The Stepford Wives, 2004

As eggs get scarcer, we at A Book of Cookrye would like to share a cake recipe that doesn't use any. Of course, we can offer the War Cake, which also contains no dairy. We also have a one-egg cake, for those who want to make a single egg work for an entire birthday-sized layer cake. But today, we are making the eggless cake from Good Things To Eat As Suggested By Rufus

Because we already had sour cream in the refrigerator, we used it instead of buttermilk. It made the cake batter almost like cookie dough.  

Of course, having been here before, we know that this recipe will make a perfectly good cake if you put it in a cake pan and then bake it like a normal person would. If you look past the low-quality picture from when last we wrote about it, you can see that baking it as directed results in a very lovely cake.

But today, in order to give the oven a bit of rest, I'm putting the cake batter onto this Soviet waffle iron that landed in the kitchen.

cake batter waffles on a soviet waffle maker
Reminder: The cake batter is egg-free. There's nothing timely about this cookware at all.

I knew the cake would be good because it was the last time I made it. And it looks really cute coming out of a waffle iron. 


I'll admit it makes a better cake than waffles, but that's why the cookbook writer told us to bake it in the oven and not on a waffle iron. 

In closing, this is a great cake for saving eggs. It's old-fashioned and a lot firmer than what we're used to today.
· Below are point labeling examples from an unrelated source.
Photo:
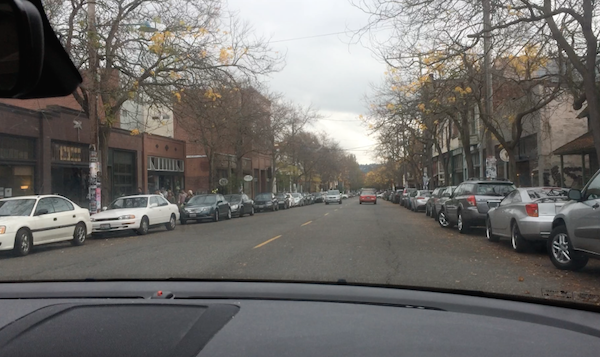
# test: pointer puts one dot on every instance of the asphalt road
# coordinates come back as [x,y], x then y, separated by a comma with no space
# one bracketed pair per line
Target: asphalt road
[373,244]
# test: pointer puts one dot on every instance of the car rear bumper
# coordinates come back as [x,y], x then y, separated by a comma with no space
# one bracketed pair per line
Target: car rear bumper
[536,227]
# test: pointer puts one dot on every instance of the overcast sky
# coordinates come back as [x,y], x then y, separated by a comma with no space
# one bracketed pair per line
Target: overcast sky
[323,71]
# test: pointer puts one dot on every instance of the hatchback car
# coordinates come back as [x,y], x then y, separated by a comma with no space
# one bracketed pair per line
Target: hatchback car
[240,204]
[139,213]
[203,207]
[525,215]
[575,232]
[468,206]
[27,221]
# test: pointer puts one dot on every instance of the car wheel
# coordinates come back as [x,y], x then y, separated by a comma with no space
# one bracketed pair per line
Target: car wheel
[23,242]
[172,222]
[144,226]
[518,243]
[443,220]
[79,234]
[489,234]
[561,251]
[463,227]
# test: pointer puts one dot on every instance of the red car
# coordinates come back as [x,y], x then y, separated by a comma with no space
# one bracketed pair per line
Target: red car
[367,195]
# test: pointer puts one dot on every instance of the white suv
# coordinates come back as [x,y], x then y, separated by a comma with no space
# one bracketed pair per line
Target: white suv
[333,196]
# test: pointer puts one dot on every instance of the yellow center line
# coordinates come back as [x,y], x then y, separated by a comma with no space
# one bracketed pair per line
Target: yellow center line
[269,241]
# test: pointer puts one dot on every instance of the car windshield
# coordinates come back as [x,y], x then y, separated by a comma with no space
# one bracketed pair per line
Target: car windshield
[233,198]
[186,103]
[494,189]
[16,207]
[203,200]
[129,202]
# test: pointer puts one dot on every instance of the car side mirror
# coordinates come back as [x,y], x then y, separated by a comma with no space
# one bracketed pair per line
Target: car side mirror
[41,212]
[575,194]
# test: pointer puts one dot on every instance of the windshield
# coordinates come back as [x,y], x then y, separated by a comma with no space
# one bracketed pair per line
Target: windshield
[203,200]
[16,207]
[233,198]
[186,103]
[129,202]
[493,189]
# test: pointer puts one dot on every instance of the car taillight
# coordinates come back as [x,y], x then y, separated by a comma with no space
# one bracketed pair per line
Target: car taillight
[472,201]
[532,210]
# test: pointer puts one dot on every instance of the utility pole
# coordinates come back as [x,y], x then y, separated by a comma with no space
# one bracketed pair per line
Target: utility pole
[95,166]
[489,103]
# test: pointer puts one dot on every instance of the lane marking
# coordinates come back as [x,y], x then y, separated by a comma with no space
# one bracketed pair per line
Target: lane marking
[267,242]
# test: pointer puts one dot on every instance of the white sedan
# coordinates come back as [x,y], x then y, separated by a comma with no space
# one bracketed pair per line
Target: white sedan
[139,213]
[26,221]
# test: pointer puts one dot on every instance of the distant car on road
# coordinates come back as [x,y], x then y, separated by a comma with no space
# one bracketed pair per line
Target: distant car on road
[27,221]
[333,196]
[468,204]
[419,200]
[576,228]
[525,215]
[203,207]
[240,204]
[266,202]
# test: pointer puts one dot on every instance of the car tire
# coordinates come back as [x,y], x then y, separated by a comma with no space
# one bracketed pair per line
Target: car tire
[517,242]
[489,234]
[79,234]
[144,226]
[23,242]
[561,251]
[172,222]
[443,220]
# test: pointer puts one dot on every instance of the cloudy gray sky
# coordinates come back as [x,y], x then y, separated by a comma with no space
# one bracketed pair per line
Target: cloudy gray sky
[323,71]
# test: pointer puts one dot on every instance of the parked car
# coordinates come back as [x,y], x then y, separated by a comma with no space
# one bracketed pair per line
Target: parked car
[444,196]
[419,200]
[367,195]
[283,200]
[266,202]
[333,196]
[139,213]
[468,206]
[207,206]
[28,221]
[435,195]
[576,228]
[525,215]
[403,200]
[240,204]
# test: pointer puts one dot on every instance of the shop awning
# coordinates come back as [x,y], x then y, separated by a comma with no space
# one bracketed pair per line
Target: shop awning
[582,145]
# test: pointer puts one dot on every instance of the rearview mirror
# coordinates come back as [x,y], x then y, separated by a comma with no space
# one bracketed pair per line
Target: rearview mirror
[574,194]
[41,212]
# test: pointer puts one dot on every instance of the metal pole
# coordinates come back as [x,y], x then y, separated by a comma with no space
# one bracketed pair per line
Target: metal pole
[489,103]
[95,165]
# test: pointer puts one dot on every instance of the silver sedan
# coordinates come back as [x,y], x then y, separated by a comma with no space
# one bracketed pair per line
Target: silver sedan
[525,215]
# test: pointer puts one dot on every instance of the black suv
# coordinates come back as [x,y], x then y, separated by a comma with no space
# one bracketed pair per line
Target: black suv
[468,206]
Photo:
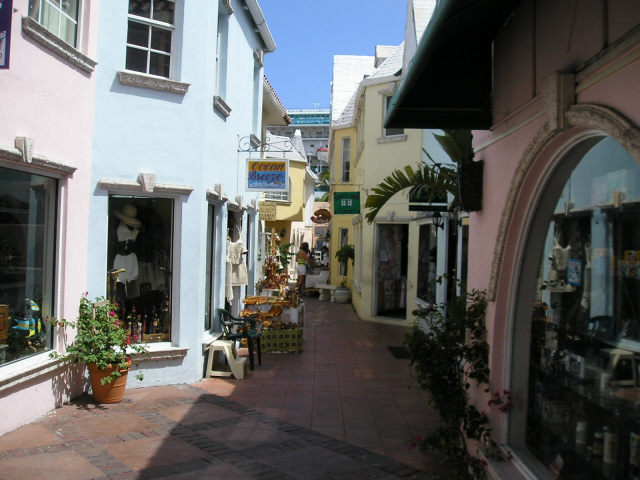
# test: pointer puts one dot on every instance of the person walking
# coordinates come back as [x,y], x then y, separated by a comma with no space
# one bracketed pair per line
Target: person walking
[303,259]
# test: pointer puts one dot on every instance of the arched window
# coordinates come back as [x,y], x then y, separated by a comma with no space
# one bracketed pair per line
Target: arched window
[575,374]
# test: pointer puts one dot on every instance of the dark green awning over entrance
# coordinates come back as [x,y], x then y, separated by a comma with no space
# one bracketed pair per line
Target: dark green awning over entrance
[449,81]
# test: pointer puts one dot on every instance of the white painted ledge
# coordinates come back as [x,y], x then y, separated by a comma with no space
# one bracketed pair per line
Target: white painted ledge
[160,351]
[392,139]
[27,369]
[44,37]
[39,161]
[220,105]
[137,79]
[146,183]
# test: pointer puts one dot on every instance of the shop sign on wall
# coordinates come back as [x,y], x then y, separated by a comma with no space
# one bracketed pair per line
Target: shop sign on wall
[267,211]
[6,13]
[267,175]
[346,203]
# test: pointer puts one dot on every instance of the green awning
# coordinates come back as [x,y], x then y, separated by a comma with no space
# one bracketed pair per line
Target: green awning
[448,83]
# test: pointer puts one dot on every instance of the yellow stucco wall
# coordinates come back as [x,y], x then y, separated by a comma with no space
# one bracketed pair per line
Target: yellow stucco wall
[340,221]
[373,158]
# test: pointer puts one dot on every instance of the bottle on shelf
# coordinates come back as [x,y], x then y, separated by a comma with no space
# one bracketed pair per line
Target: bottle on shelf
[611,446]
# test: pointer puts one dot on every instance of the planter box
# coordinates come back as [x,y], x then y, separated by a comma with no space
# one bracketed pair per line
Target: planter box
[285,340]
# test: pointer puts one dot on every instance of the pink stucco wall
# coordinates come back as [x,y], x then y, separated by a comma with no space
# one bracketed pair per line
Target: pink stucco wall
[51,101]
[543,37]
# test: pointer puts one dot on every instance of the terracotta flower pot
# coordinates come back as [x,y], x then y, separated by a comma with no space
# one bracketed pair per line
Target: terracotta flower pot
[109,392]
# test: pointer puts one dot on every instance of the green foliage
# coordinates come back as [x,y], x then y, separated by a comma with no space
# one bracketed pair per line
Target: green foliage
[325,185]
[434,180]
[100,339]
[285,255]
[346,253]
[450,356]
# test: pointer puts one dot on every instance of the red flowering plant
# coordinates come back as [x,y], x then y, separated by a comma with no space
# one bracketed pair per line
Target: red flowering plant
[101,338]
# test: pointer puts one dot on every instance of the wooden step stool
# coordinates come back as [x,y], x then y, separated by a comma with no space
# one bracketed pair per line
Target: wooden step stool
[237,365]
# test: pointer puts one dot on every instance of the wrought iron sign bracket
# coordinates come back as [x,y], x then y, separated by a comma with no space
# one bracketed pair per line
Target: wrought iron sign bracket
[251,143]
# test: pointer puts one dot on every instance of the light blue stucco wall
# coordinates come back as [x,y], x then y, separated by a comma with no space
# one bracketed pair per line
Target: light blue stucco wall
[184,141]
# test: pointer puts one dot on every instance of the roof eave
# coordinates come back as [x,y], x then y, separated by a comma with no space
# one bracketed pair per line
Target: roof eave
[261,24]
[449,81]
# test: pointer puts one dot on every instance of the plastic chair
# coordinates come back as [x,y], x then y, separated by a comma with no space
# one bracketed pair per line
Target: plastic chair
[247,330]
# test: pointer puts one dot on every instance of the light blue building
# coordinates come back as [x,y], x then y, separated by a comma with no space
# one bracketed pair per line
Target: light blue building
[179,100]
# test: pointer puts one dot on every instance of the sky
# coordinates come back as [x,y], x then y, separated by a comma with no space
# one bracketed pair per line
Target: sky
[308,33]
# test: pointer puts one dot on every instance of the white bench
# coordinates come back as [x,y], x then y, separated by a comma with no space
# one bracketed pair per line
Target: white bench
[326,291]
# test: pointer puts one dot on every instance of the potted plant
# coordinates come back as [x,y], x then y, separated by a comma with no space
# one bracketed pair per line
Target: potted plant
[342,294]
[103,343]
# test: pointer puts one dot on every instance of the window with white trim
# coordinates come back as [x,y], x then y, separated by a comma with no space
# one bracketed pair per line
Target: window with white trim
[149,36]
[344,240]
[346,159]
[28,218]
[140,243]
[575,378]
[60,17]
[388,132]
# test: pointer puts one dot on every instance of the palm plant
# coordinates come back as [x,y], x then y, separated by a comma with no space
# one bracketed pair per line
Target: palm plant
[430,180]
[325,185]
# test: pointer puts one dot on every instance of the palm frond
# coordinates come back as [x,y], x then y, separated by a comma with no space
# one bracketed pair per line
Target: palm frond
[434,181]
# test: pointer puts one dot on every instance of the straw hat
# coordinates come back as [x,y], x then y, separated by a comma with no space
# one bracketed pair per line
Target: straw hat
[128,215]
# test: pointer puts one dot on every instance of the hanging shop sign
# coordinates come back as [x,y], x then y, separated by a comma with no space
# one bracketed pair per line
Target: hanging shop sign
[321,216]
[6,13]
[267,211]
[267,175]
[346,203]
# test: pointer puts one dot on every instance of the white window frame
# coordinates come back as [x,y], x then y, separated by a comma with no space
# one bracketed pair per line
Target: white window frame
[389,132]
[61,12]
[346,160]
[151,23]
[344,240]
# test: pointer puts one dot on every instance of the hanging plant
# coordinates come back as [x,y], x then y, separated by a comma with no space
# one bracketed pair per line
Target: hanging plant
[449,357]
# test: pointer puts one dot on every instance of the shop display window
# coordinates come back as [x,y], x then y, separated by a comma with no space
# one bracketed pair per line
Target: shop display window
[427,261]
[139,262]
[27,246]
[579,341]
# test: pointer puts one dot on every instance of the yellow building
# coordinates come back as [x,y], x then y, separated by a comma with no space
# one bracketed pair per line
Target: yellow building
[293,207]
[396,257]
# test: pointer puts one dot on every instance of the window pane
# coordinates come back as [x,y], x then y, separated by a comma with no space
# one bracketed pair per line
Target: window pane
[159,64]
[427,257]
[140,242]
[68,30]
[138,34]
[141,8]
[163,11]
[136,60]
[584,340]
[27,233]
[161,39]
[51,19]
[34,9]
[70,7]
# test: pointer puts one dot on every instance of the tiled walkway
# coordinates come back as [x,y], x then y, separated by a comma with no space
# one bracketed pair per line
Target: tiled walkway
[342,409]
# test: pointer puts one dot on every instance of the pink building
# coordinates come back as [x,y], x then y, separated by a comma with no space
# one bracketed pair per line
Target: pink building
[550,89]
[45,155]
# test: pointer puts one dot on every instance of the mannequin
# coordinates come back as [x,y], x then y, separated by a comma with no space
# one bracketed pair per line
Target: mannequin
[126,257]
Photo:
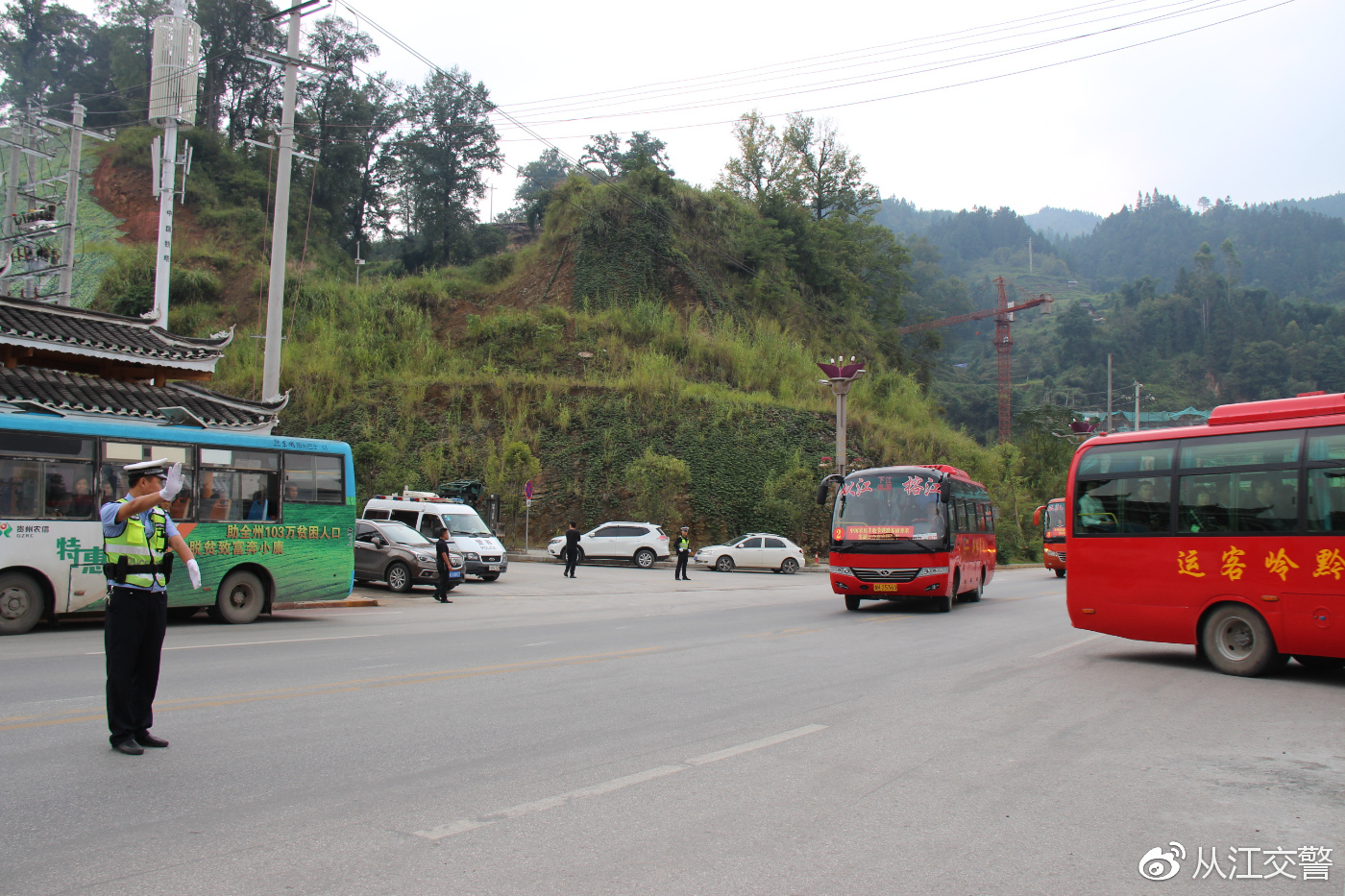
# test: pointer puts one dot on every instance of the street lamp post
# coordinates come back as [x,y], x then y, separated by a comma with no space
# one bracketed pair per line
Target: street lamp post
[841,375]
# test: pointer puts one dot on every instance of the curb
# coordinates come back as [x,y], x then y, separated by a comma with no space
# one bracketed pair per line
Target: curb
[326,604]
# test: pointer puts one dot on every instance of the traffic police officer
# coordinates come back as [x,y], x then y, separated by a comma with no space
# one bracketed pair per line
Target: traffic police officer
[136,536]
[683,554]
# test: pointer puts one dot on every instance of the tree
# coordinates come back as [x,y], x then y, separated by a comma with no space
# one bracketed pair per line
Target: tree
[827,180]
[764,163]
[604,151]
[540,180]
[47,53]
[656,482]
[642,153]
[443,157]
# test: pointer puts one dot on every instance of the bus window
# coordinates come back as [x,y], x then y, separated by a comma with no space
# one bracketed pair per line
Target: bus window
[1240,451]
[46,476]
[1127,459]
[1130,506]
[315,478]
[111,478]
[1327,444]
[1327,499]
[238,485]
[20,483]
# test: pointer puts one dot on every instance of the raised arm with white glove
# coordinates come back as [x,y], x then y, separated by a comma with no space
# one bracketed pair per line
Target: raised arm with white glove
[172,483]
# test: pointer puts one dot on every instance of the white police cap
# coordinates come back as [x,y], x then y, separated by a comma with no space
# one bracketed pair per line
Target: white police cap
[150,467]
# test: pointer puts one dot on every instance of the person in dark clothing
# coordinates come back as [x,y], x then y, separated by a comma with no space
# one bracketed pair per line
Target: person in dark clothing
[572,549]
[444,567]
[683,554]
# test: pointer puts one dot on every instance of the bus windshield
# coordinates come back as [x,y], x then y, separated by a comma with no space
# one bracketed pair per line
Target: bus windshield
[888,509]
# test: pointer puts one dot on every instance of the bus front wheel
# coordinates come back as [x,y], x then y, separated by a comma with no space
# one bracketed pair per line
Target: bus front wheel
[239,600]
[1237,642]
[22,603]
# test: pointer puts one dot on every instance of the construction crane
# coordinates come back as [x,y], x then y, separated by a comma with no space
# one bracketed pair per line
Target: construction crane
[1002,312]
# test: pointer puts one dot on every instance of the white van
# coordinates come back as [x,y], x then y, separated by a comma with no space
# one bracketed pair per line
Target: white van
[428,513]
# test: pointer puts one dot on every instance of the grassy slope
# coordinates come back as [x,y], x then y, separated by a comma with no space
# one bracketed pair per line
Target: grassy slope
[429,376]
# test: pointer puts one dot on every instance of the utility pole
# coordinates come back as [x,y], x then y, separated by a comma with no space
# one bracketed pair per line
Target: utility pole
[67,272]
[280,227]
[1109,392]
[172,103]
[841,375]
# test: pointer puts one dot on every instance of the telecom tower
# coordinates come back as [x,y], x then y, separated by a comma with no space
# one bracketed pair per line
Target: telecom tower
[172,104]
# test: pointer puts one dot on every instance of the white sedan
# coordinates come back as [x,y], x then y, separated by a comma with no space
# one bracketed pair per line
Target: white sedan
[753,550]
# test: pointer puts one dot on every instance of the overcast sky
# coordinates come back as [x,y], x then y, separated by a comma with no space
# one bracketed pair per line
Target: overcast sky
[1250,108]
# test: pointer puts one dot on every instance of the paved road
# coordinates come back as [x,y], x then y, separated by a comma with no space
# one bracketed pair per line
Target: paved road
[622,734]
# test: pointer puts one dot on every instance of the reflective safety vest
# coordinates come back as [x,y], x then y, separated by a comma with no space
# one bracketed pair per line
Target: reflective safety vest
[136,557]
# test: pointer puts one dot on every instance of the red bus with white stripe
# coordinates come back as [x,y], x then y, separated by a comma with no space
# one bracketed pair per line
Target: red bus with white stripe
[925,530]
[1226,536]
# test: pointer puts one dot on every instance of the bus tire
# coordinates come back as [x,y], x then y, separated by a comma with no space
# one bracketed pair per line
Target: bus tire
[974,596]
[239,599]
[22,603]
[1237,642]
[1320,664]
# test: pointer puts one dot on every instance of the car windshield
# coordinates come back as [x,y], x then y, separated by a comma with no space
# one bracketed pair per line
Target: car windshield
[468,525]
[403,534]
[888,507]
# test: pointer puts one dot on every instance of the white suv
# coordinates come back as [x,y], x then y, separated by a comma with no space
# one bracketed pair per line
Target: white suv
[642,544]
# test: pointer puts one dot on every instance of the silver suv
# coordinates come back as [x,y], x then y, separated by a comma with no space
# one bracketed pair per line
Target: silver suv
[393,552]
[642,544]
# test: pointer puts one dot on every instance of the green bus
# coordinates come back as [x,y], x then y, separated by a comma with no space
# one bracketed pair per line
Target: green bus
[271,519]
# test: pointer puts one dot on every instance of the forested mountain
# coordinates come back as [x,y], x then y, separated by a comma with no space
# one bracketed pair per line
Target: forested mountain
[1287,251]
[1063,222]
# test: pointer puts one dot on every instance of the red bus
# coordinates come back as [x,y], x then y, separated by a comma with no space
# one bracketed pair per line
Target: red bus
[1226,536]
[911,532]
[1051,517]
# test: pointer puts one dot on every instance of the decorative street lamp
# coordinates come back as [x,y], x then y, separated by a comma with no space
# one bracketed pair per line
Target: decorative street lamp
[841,375]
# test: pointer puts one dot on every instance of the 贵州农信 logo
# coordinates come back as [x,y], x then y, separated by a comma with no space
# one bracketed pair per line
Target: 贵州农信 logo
[1160,864]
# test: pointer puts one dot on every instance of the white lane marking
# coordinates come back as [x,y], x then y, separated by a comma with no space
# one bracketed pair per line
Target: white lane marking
[252,643]
[464,825]
[756,744]
[1073,643]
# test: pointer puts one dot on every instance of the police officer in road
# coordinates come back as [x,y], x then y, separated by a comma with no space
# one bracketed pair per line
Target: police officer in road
[683,554]
[136,537]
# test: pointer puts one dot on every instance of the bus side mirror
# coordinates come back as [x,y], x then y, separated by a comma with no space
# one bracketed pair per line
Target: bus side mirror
[822,486]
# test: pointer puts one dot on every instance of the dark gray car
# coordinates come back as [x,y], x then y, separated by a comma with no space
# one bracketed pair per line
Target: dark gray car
[400,556]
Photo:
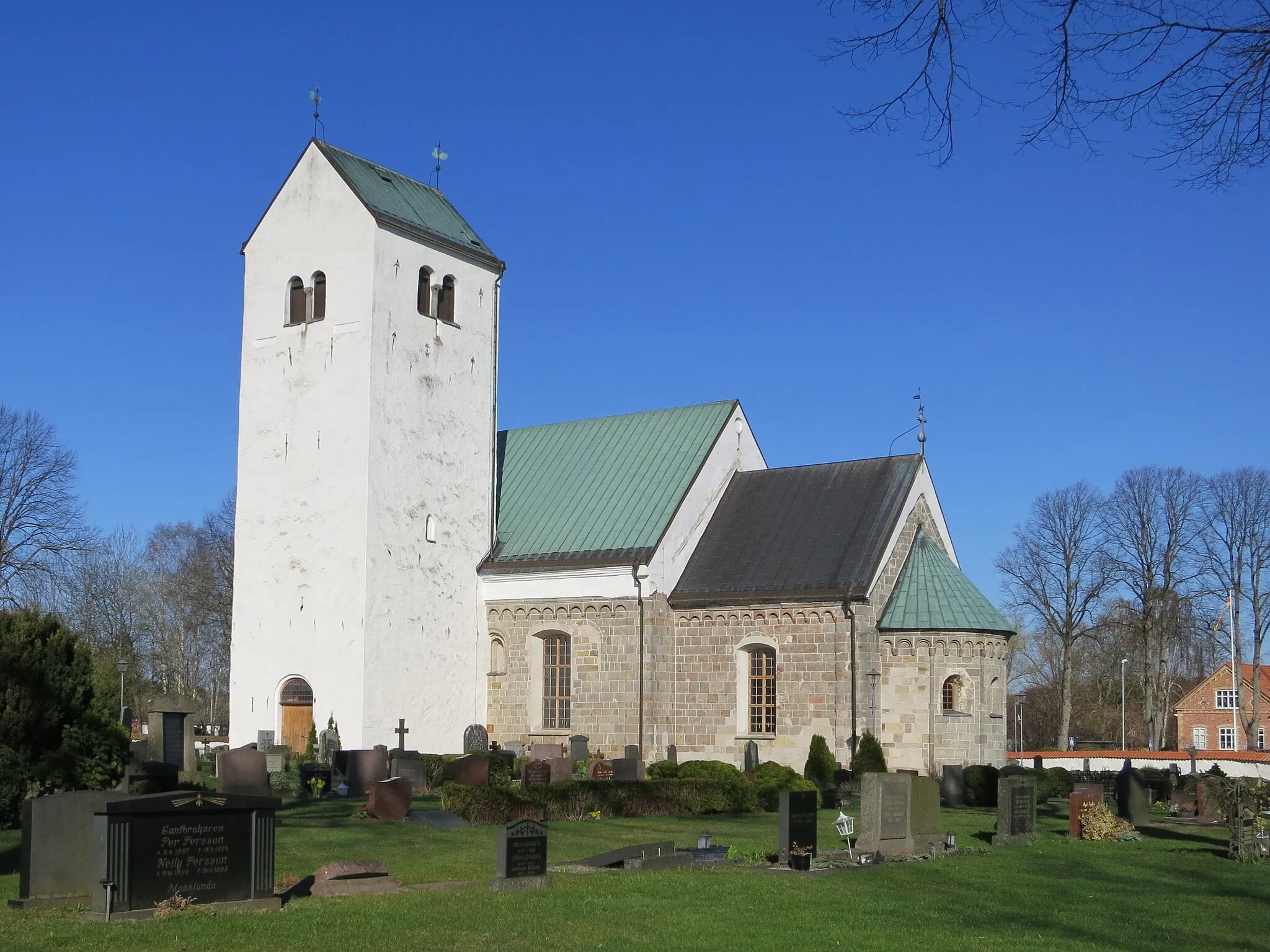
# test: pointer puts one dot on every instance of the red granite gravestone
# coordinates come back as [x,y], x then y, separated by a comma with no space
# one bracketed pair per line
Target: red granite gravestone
[536,774]
[390,800]
[1076,801]
[473,771]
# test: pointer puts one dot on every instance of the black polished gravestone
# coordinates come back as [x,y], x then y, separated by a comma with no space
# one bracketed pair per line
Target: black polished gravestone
[211,848]
[798,822]
[521,861]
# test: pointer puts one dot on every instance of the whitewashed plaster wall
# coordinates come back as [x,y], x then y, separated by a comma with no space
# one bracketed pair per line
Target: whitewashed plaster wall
[300,535]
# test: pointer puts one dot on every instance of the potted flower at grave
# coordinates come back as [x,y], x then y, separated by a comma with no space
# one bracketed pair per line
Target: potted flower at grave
[801,857]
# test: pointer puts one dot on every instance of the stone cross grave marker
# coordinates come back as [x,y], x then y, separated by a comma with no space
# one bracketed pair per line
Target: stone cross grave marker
[886,814]
[1016,810]
[536,774]
[243,771]
[208,847]
[521,861]
[953,788]
[1076,801]
[475,738]
[798,821]
[471,771]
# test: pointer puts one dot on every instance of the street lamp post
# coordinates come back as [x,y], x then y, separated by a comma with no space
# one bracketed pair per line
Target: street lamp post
[1123,663]
[874,677]
[122,666]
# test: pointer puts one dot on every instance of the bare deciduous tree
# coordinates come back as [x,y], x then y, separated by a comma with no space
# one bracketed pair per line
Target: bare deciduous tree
[41,519]
[1059,571]
[1199,70]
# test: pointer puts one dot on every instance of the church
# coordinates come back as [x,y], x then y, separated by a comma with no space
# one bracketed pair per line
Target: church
[641,579]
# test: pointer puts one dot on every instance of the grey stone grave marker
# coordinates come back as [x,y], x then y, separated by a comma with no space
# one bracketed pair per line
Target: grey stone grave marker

But it doesn't taste like you tried to bake with ingredients you didn't have. It is very good on its own.



1 comment:

  1. Oh for the days when eggs made a cheap, easy meal. Now if I indulge in eating a couple of eggs, I scramble them really well and drizzle them in boiling broth. That way I have an entire bowl of eggs without it being an entire bowl of eggs. Soon we'll all be looking for recipes that don't require any ingredients.
    Too bad the waffle version wasn't as good. I'm all in favor of cooking methods that don't heat the house up in the summer.